Los aviones volvían al aire, flotaban formando curvas, subían con una ráfaga, giraban de lado al perder viento a favor y caían, o los recogía de nuevo la corriente prolongando su vuelo. Hasta que sólo quedaba uno. Que luciera la huella de las ruedas como marca de guerra, como condecoración de veteranía, nos sorprendió las primeras veces. En serio, por eso habíamos dejado de intentar rescatarlos, a menos que se hubieran ganado nuestro cariño con sus maniobras. No pasaba siempre, podía quedar inutilizado y aguantar medio segundo de vuelo a partir del atropello, pero era una posibilidad. Creo que alguna vez hasta habremos tirado al suelo un avión que ya no nos gustaba como volaba para ver si renacía de sus pliegues. Supongo que el azar lograba darle los dobleces aerodinámicos necesarios o vete tú a saber.

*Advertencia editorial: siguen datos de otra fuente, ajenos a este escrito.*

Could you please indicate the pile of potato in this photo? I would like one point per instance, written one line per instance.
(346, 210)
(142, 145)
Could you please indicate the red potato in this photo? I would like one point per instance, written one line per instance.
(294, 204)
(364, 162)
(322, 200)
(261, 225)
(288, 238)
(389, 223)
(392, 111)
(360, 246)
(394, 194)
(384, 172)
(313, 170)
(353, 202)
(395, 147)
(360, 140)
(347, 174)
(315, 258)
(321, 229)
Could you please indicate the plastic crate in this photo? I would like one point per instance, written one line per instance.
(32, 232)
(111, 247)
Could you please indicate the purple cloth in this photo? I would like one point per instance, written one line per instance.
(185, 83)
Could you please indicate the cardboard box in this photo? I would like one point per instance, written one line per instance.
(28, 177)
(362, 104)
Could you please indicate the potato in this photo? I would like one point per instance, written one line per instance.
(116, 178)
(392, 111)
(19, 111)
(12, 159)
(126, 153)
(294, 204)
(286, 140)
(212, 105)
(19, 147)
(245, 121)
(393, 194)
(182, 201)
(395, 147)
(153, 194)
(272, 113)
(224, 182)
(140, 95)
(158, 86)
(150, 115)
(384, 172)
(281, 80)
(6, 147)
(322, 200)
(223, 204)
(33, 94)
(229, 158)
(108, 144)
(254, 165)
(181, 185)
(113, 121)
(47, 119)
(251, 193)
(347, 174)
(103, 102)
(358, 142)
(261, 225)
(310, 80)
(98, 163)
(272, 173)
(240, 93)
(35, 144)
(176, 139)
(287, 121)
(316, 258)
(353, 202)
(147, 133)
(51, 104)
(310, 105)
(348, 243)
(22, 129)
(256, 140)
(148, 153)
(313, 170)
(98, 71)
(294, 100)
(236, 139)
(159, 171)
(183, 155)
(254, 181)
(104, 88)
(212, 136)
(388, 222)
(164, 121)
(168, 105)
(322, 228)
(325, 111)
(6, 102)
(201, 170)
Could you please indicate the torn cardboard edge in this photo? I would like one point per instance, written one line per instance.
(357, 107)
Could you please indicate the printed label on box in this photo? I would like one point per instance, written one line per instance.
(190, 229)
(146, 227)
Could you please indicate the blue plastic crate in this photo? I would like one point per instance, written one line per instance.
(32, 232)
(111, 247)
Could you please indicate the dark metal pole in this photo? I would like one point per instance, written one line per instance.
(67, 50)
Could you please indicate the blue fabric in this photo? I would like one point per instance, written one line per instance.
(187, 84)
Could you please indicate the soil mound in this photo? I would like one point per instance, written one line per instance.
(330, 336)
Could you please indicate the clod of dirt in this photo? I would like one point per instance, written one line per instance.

¿No has arreglado alguna vez algo a golpes? No es el mejor método, pero es el que siempre tienes a mano. Un golpecito al televisor para que sintonice bien, o al ordenador que se cuelga… Vale, vale, ya te estás imaginando porqué estamos aquí así que no lo alargaré más.

Necesito que te pongas en aquella esquina. Toma, sujétame las muletas y me avisas cuando venga un coche. Arreglaré lo que no logran los médicos.